Brenda dan Naya tanya padaku soal keseriusanku dengan Brian. Mereka berdua terus mendukung kami untuk pacaran… apalagi setelah Brenda tahu aku ditinggal mati oleh pacarku… Aku masih bingung soal ikut dengannya ke Amerika. Apa gak terlalu cepat?
“Kak Titien harus tentukan sikap lho, percaya dong sama cinta!” Kata Naya bersemangat.
“Brian itu cowok yang baik, ia sangat bertanggung jawab dan setia pada janjinya. Walau baru selesai kuliah, ia sudah mapan lho berkarir” Brenda menambah-nambah.
“Hayo, kurang apa lagi kak, sudah ganteng, setia, tajir, apa lagi, hayo?” Kata Naya…
“Eh, satu lagi yang utama…” Kata Brenda menggantung.
“Apa itu?” Tanyaku
“Kontolnya besar….” Brenda tertawa cekikikan… “Pasti kau puas lho… hehehehe” Cewek ini sudah mulai bercanda mesum lagi dan disambut Naya dengan gembira.
“Bukan cuma itu kak, Brian itu jago puasin cewek lho, teknik oralnya mantap!” Naya tambah meledekku, tapi ia gak sadar ledekannya bisa berbalik.
“Heh… kau tau dari mana?” Brenda bertanya… Naya langsung kaget dan merah, baru sadar sudah keceplos tadi. “Aku curiga lho ada apa-apanya dengan kalian berdua!” tambahnya sambil tersenyum.
“Hahahahaha… ada aja” Kami berdua hanya tertawa misterius.
“Makanya Kak Titien… jangan mempermainkan cowok terus, Kak Titien buat hatinya Brian menggantung lho!” Jawab Naya mengalihkan cerita.
“Iya Tien, kalo permainkan kontolnya sih boleh… tapi jangan hatinya!” Astaga, dari tadi aku diledek terus dari dua cewek nakal ini.

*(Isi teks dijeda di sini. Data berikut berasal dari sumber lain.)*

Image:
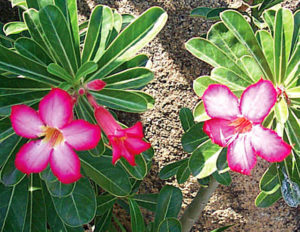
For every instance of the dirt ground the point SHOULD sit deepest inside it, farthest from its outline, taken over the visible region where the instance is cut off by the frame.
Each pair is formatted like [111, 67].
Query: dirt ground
[175, 69]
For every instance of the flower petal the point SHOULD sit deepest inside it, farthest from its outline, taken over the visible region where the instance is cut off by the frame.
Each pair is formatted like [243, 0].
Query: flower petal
[268, 145]
[220, 102]
[136, 130]
[136, 145]
[96, 85]
[81, 135]
[33, 157]
[241, 156]
[26, 122]
[56, 108]
[257, 100]
[106, 121]
[219, 131]
[65, 164]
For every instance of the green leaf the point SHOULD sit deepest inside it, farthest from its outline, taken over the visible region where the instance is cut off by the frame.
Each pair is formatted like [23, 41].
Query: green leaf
[147, 201]
[13, 205]
[264, 200]
[100, 25]
[168, 205]
[85, 69]
[170, 225]
[20, 65]
[79, 207]
[284, 26]
[203, 161]
[112, 179]
[136, 217]
[170, 170]
[129, 79]
[121, 100]
[193, 138]
[183, 172]
[186, 118]
[105, 203]
[14, 28]
[131, 40]
[200, 113]
[9, 175]
[59, 37]
[201, 84]
[32, 50]
[238, 25]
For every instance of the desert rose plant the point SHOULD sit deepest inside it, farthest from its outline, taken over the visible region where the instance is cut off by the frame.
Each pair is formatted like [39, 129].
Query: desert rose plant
[61, 146]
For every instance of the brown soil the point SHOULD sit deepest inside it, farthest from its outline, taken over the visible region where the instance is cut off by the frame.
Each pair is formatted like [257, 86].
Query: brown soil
[175, 69]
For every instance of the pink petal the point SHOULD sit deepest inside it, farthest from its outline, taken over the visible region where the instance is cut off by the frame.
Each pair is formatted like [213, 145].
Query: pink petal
[26, 122]
[81, 135]
[241, 156]
[257, 100]
[219, 131]
[96, 85]
[220, 102]
[56, 108]
[106, 121]
[268, 145]
[136, 145]
[136, 130]
[33, 157]
[65, 164]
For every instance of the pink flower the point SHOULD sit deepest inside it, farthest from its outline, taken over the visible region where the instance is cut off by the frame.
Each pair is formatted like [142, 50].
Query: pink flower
[237, 125]
[61, 134]
[125, 142]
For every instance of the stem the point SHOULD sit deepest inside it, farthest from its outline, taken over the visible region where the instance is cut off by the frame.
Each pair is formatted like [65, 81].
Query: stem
[194, 210]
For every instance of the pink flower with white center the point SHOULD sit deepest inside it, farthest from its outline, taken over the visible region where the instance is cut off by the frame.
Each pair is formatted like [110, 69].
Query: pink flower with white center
[125, 142]
[237, 125]
[61, 136]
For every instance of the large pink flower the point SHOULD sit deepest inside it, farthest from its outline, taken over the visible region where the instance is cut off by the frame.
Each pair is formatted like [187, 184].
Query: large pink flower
[237, 125]
[125, 142]
[61, 134]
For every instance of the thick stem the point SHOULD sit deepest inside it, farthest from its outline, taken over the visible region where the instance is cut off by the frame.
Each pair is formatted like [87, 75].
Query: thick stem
[194, 210]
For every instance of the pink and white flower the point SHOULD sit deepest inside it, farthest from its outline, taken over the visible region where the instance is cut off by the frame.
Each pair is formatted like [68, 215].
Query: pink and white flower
[125, 143]
[237, 125]
[61, 136]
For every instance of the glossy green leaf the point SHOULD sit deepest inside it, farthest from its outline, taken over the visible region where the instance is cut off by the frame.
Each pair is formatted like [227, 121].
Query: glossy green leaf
[168, 205]
[264, 200]
[32, 50]
[238, 25]
[58, 35]
[203, 161]
[111, 178]
[9, 175]
[129, 79]
[20, 65]
[131, 40]
[14, 28]
[170, 170]
[79, 207]
[13, 205]
[136, 217]
[105, 203]
[186, 118]
[183, 172]
[147, 201]
[193, 138]
[121, 100]
[170, 225]
[100, 25]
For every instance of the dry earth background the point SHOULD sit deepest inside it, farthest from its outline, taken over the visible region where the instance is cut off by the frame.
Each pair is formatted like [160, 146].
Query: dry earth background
[175, 69]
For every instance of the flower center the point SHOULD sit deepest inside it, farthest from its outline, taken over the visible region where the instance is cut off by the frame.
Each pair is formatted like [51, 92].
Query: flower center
[241, 125]
[53, 136]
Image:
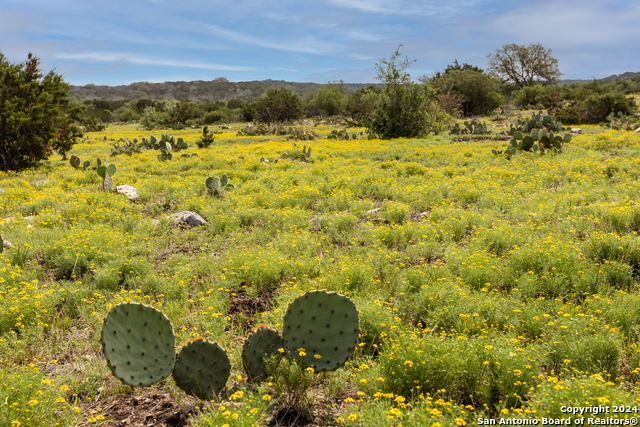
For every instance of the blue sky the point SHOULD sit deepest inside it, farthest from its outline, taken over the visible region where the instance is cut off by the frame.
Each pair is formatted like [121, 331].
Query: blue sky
[117, 42]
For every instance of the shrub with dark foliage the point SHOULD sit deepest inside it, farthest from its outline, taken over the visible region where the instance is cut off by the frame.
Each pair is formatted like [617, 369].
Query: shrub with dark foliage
[36, 117]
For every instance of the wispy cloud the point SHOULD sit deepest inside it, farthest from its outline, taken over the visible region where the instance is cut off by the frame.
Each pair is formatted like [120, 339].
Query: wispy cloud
[139, 60]
[303, 45]
[122, 41]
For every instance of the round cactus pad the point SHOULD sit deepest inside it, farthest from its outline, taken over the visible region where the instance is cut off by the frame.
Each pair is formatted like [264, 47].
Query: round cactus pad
[138, 343]
[321, 328]
[202, 369]
[263, 343]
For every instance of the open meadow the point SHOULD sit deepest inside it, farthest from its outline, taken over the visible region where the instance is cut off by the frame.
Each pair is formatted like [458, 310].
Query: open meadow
[487, 287]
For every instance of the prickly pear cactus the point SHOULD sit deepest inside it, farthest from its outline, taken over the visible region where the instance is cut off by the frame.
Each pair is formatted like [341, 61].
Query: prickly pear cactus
[202, 369]
[75, 162]
[138, 343]
[324, 324]
[263, 343]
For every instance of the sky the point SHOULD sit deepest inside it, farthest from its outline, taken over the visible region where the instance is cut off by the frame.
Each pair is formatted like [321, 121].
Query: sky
[116, 42]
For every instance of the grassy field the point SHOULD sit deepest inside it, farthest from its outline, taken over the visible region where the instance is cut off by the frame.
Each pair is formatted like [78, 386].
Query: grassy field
[487, 288]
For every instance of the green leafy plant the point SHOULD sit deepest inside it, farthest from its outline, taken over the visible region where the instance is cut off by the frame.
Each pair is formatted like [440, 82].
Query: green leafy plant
[621, 122]
[344, 134]
[127, 147]
[106, 173]
[217, 186]
[300, 134]
[303, 155]
[321, 330]
[206, 139]
[536, 134]
[36, 115]
[138, 343]
[469, 128]
[77, 164]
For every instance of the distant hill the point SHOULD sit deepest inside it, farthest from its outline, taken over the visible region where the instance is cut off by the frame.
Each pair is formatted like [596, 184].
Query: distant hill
[627, 75]
[219, 89]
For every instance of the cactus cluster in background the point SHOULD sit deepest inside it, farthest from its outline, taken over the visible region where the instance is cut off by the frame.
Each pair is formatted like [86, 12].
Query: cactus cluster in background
[78, 164]
[621, 122]
[217, 186]
[539, 134]
[344, 134]
[469, 128]
[127, 147]
[321, 330]
[303, 155]
[206, 139]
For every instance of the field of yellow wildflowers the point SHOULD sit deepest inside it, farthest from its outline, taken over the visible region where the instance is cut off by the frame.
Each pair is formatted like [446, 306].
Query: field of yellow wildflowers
[487, 288]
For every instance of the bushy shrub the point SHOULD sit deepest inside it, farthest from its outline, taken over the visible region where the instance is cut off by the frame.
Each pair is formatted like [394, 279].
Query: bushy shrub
[529, 96]
[35, 115]
[591, 103]
[328, 99]
[481, 93]
[403, 108]
[360, 103]
[278, 105]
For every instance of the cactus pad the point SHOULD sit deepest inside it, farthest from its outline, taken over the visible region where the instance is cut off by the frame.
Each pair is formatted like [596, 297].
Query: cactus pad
[138, 343]
[263, 343]
[202, 369]
[324, 324]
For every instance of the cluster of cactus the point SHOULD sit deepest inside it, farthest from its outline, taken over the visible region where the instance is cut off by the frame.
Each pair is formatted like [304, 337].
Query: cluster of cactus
[299, 134]
[206, 139]
[217, 186]
[469, 128]
[106, 173]
[78, 164]
[127, 147]
[344, 134]
[539, 134]
[621, 122]
[320, 331]
[303, 155]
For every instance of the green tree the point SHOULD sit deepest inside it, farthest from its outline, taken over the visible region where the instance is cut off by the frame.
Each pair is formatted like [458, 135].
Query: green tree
[36, 116]
[278, 105]
[480, 92]
[403, 108]
[329, 99]
[524, 65]
[361, 103]
[451, 67]
[529, 96]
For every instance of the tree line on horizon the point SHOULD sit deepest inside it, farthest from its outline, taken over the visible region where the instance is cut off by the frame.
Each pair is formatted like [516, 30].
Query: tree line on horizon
[38, 115]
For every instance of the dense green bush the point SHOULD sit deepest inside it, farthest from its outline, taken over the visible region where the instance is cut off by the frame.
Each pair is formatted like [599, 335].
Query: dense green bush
[329, 99]
[360, 103]
[36, 116]
[480, 92]
[529, 96]
[403, 108]
[591, 103]
[278, 105]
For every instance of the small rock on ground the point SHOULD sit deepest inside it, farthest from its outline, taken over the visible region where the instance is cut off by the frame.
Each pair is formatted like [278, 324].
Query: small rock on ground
[128, 191]
[189, 218]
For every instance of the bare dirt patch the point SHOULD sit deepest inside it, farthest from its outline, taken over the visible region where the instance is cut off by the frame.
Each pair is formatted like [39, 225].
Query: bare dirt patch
[242, 308]
[145, 408]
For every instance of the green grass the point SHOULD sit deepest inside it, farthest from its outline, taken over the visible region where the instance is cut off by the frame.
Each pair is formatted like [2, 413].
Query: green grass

Tapi hatiku berbunga-bunga lho…
“Kak Titien sih! Pake-pake game segala, itu tuh, tadi malam sampe ikat Brian dan tutup matanya di kamar…!” Kata Naya mencoba melempar kesalahan, sambil meledek ku.
“Hush…” Aku jadi malu… mukaku pasti sudah merah. Mereka berdua tertawa keras meledekku.
“Hey, cewek-cewek … lagi ngomong apa, kok ribut sekali!” Tanya Brian dari depan. Mereka sedang menunggu kami yang tertinggal jauh di belakang.
“Itulah… Naya lagi cerita apa yang Virgin buat sama kamu tadi malam… cie cie… yang pake diikat dan tutup mata segala!” Ledek Brenda sambil menebak-nebak.
“Eh…itukan buktinya pacarku romantis, gak cuma datang langsung oral gitu…!” Brian membela diri….
“Wah Brian jadi dapat oral yah semalam?” Tanya Shaun
“Astaga… jadi beneran? hahahaha…” Kata Brenda lagi.
Aku langsung memeluk Naya karena sudah malu sekali. Gadis itu hanya tertawa-tawa, karena sebenarnya ia tahu apa yang terjadi.
“Hey… ayo, nanti keburu sunset!” Untunglah Edo menyuruh kami segera lanjut.
“Edo, kamu tahu gak soal game tadi malam?” Tanya Brenda gak mau berhenti walaupun kami sudah mulai jalan lagi…
“Tentu saja aku tauh, ular tangga kan?” Kami semua bingung.
Tiba-tiba Shaun tertawa keras-keras.